Fig. 1. Growth chamber beetle challenge experiments: (A) X. glabratus entering the lower stem of P. indica; (B) P. palustris mock-inoculated control depicting placement of gelatin capsules onto host.

Persea indica is an ancient member of the Lauraceae, endemic to Macaronesia. This species is a dominant member of the laurel forests (laurisilva) in the Madeira and Canary Islands, and an ornamental in the Mediterranean climates of the USA and Spain (1). The knowledge that P. indica wood is attractive to the vector and the above experiments demonstrating pathogenicity indicates that monitoring efforts must consider this species as a potential host and reservoir for the pathogen and vector. The introduction of laurel wilt in areas where P. indica is native may prove destructive to the environmentally significant laurisilva forests of Macaronesia. In addition, P. indica trees in proximity to the P. americana (avocado) production areas of California and Spain may act as a host-bridge, bringing laurel wilt to these areas that have yet to be affected by the disease.

Literature Cited

1. Campos, P. S., and Pais, M. S. S. 1996. In vitro micropropagation of the Macaronesian evergreen tree Persea indica (L.) K. Spreng. In Vitro Cell. Dev. Biol.: Plant 32:184-189.

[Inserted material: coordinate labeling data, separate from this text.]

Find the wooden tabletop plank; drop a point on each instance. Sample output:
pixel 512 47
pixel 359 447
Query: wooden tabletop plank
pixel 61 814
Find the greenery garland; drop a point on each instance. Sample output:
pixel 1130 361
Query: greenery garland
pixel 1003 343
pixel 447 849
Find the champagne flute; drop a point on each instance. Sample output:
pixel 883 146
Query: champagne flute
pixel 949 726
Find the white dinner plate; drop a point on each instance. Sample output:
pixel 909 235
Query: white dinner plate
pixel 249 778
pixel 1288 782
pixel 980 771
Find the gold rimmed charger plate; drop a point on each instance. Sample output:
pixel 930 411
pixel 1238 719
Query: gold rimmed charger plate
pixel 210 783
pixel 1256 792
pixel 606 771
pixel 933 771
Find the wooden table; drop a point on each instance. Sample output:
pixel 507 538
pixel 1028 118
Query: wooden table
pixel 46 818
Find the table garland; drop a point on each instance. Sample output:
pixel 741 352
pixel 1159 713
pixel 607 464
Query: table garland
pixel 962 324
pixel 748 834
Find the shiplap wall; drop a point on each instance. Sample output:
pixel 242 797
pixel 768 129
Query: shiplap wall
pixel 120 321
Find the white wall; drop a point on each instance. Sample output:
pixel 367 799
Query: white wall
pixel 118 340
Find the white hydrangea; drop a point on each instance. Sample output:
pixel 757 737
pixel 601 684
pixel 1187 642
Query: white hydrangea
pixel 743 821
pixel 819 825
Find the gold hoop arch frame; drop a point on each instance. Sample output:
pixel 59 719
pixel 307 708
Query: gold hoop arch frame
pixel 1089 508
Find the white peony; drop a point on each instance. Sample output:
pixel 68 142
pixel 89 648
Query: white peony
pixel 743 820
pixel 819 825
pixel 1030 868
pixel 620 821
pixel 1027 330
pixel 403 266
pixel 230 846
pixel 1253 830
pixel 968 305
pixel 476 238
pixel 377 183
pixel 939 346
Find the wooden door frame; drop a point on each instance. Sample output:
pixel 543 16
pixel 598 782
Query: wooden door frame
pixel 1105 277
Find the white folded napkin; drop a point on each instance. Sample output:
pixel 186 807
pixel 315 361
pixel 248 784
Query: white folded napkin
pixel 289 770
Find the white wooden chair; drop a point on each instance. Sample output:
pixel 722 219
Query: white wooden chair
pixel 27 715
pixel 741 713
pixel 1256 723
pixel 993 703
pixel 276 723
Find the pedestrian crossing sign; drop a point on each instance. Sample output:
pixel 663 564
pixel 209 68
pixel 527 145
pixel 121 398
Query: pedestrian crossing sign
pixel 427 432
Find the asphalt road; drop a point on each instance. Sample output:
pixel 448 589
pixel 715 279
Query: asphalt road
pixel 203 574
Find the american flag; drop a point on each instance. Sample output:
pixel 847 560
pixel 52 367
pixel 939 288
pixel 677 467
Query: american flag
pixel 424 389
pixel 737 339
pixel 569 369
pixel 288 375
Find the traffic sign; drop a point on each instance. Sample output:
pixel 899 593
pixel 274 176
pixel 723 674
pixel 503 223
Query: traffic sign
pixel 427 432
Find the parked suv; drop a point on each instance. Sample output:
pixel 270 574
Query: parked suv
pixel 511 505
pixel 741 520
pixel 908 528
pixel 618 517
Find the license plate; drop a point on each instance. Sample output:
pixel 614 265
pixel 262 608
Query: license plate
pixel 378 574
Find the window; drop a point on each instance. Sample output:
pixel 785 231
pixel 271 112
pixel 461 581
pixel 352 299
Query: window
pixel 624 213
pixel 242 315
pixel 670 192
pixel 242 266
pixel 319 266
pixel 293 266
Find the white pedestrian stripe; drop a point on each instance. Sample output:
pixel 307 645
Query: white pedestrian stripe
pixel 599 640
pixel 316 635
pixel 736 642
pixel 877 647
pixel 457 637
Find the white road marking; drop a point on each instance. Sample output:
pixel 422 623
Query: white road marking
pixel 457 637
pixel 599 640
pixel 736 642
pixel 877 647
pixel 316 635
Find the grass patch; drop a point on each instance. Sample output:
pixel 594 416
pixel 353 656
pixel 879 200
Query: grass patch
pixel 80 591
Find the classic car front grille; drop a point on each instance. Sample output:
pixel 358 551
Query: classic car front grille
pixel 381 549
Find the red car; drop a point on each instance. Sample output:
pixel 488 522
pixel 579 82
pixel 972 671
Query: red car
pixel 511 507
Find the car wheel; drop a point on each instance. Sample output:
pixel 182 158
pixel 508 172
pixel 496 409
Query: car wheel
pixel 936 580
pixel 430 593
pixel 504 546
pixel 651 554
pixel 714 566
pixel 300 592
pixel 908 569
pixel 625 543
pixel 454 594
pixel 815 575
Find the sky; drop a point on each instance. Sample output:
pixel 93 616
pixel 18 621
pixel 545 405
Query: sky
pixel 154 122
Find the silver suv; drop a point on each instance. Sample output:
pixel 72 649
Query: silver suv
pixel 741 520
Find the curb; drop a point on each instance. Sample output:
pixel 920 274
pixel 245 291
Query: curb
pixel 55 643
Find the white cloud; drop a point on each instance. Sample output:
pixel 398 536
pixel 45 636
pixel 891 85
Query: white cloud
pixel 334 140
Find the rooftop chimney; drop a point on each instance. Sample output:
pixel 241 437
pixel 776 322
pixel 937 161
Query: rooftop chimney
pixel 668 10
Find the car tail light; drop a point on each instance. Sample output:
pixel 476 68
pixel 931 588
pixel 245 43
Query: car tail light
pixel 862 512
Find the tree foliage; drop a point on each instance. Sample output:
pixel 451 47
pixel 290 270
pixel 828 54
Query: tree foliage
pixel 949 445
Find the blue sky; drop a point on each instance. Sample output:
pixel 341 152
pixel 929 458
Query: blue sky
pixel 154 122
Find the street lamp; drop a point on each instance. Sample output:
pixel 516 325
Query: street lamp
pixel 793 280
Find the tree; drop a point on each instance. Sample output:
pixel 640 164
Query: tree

2. Harrington, T. C., Fraedrich, S. W., and Aghayeva, D. N. 2008. Raffaelea lauricola: A new ambrosia beetle symbiont and pathogen on the Lauraceae. Mycotaxon 104:399-404.

3. Pena, J. E., Carrillo, D., Duncan, R. E., Capinera, J. L., Brar, G., Mclean, S., Arpaia, M. L., Focht, E., Smith, J. A., Hughes, M., and Kendra, P. E. 2012. Susceptibility of Persea spp. and other Lauraceae to attack by redbay ambrosia beetle, Xyleborus glabratus (Coleoptera: Curculionidae: Scolytinae). Fla. Entomol. 95:783-787.

4. Ploetz, R. C., Perez-Martınez, J. M., Smith, J. A., Hughes, M., Dreaden, T. J., Inch, S. A., and Fu, Y. 2012. Responses of avocado to laurel wilt, caused by Raffaelea lauricola. Plant Pathol. 61:801-808.

5. White, T. J., Bruns, T., Lee, S., and Taylor, J. 1990. Amplification and direct sequencing of fungal ribosomal RNA genes for phylogenetics. Pages 315-322 in: PCR Protocols: A Guide to Methods and Applications. M. A. Innis, D. H. Gelfand, J. J. Sninsky, and T. J. White, eds. Academic Press, San Diego, CA.